In termini più generici, le due tipologie estreme della classificazione, non sono altro che lo spettatore occasionale (spettatore monotestuale), ed il fan accanito (spettatore crossmediale), cioè da un lato quello spettatore che viene occasionalmente in contatto con il franchise, e dall’altro il fan così appassionato da risultare onnivoro, alla continua ricerca di nuovi contenuti del franchise, del quale aspira ad acquisire una conoscenza il più possibile enciclopedica.
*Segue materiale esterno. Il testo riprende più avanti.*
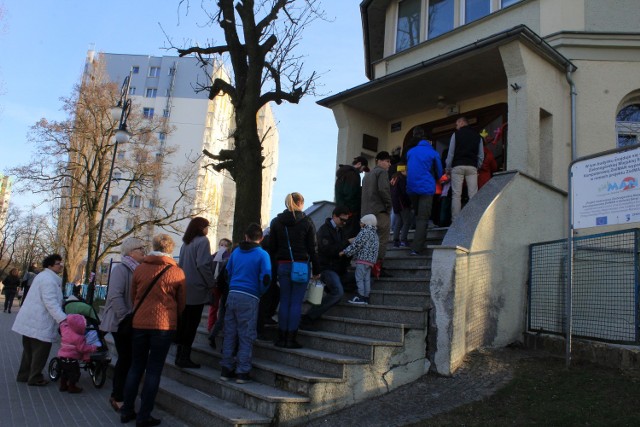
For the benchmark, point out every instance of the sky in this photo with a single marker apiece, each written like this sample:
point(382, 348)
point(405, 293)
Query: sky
point(44, 45)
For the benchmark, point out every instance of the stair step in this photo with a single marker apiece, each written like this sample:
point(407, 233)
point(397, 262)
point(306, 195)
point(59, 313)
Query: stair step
point(407, 284)
point(412, 317)
point(388, 331)
point(255, 396)
point(200, 409)
point(400, 298)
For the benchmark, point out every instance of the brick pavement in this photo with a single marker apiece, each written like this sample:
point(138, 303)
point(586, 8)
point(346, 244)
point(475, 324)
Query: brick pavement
point(23, 405)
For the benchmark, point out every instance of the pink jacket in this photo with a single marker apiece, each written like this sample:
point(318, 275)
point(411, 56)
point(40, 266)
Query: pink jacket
point(74, 345)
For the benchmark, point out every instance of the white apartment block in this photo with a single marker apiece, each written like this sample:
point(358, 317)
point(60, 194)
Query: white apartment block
point(164, 86)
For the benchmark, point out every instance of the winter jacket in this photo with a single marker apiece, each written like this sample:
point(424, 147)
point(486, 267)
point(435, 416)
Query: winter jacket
point(74, 344)
point(365, 246)
point(42, 308)
point(195, 260)
point(249, 270)
point(165, 301)
point(302, 235)
point(423, 166)
point(330, 243)
point(376, 192)
point(118, 302)
point(347, 188)
point(399, 197)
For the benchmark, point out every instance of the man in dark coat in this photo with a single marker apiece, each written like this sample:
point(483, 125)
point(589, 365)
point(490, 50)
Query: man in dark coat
point(331, 241)
point(348, 191)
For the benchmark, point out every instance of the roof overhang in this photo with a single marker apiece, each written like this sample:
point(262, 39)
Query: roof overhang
point(463, 73)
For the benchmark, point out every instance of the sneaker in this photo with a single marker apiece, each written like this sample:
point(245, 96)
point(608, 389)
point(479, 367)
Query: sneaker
point(243, 378)
point(226, 374)
point(357, 299)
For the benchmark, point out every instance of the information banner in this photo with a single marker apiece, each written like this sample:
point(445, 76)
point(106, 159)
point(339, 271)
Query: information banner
point(605, 190)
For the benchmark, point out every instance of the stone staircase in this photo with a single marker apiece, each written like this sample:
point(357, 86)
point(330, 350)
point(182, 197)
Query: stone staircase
point(358, 352)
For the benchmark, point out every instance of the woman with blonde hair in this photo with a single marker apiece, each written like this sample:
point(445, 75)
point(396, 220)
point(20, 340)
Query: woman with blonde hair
point(158, 292)
point(195, 260)
point(293, 239)
point(116, 307)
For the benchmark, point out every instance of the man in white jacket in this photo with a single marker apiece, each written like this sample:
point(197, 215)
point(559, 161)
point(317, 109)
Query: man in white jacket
point(38, 319)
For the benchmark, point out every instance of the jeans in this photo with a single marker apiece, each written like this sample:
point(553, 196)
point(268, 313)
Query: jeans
point(150, 348)
point(383, 230)
point(333, 293)
point(363, 279)
point(291, 297)
point(401, 228)
point(34, 357)
point(240, 323)
point(188, 323)
point(422, 206)
point(124, 348)
point(458, 175)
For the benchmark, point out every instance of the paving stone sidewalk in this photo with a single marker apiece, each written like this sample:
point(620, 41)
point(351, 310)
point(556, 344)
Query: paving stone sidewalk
point(23, 405)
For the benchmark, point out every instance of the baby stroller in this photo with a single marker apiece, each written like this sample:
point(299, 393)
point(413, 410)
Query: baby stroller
point(99, 361)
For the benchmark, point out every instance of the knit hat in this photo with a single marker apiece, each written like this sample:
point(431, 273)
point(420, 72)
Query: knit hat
point(369, 219)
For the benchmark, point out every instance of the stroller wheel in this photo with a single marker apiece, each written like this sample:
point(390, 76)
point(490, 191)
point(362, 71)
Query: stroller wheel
point(54, 369)
point(99, 374)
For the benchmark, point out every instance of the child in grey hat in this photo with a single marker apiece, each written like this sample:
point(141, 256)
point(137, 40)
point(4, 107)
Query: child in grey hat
point(364, 249)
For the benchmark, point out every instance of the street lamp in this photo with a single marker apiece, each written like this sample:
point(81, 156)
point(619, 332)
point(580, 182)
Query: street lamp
point(119, 113)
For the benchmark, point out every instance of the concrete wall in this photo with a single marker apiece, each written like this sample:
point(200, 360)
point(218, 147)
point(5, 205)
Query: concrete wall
point(478, 281)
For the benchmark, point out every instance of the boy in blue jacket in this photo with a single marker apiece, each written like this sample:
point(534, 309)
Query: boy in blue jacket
point(249, 273)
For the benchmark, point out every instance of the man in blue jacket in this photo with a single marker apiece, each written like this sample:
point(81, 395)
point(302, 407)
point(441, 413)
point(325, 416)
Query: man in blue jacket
point(249, 273)
point(424, 167)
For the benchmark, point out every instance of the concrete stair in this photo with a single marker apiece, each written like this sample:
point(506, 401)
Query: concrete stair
point(358, 351)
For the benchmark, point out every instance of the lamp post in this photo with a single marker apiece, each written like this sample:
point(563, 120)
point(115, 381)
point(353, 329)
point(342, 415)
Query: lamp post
point(119, 112)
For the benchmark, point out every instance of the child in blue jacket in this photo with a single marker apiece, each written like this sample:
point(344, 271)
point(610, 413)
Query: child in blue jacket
point(249, 275)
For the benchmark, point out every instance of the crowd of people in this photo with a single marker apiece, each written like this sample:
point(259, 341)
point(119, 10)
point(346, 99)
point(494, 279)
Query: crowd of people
point(154, 301)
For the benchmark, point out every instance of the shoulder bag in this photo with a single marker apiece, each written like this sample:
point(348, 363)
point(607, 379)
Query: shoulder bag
point(299, 270)
point(125, 327)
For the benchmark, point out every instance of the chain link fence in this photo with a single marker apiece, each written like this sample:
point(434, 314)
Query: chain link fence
point(605, 287)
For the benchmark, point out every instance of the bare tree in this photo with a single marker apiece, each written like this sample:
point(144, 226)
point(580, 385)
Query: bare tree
point(260, 42)
point(71, 164)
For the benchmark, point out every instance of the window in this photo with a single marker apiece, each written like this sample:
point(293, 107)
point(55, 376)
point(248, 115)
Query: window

È chiaro che per offrire un’esperienza di intrattenimento soddisfacente sia allo spettatore occasionale, sia al fan accanito, l’universo finzionale di un franchise crossmediale, deve essere fruibile a diversi livelli di approfondimento, in un’ottica di progressiva stratificazione della complessità dei contenuti. Ed è in questa stratificazione che sarà possibile offrire al pubblico quella diversità di ruoli ed obiettivi che è fondamentale per il più ampio successo del franchise. Il fan accanito si aspetta un universo narrativo complesso, particolarmente articolato, che soddisfi la voglia d’esplorazione. Lo spettatore occasionale invece vuole una storia più immediata, di rapida presa e agevole comprensione. Il fan accanito si ritiene soddisfatto nel ricavare, dalle sue migrazioni crossmediali, un piccolo, ma esclusivo, elemento di informazione in più, mentre il fan occasionale, vuole ottenere una ricompensa maggiore per lo sforzo compiuto nel seguire la narrazione in un altro canale distributivo.

Su questi aspetti tornerò successivamente ma non posso concludere questo post senza accennare al fatto che per quanto detto sin qui, la capacità fondamentale dei creativi sarà sempre più quella di trovare un sottile e preziosissimo equilibrio tra la ricompensa da riconoscere, in termini di informazioni aggiuntive ed esclusive, a chi insegue le migrazioni crossmediali del racconto, e la necessità di non abbandonare, non spiazzare lo spettatore monomediale, ne rinunciare, anche in un fase avanzata del ciclo di vita del franchise, ad attirare l’attenzione di nuovi spettatori.

A presto.

Cor.P


[1] Per questa classificazione degli spettatori di un franchise crossmediale cfr.: Scolari C.A., Transmedia Storytelling: Impliciti Consumers, Narrative Worlds and Branding in Contemporary Media Production, in International Journal of Communication, n.3, 2009, pag. 597.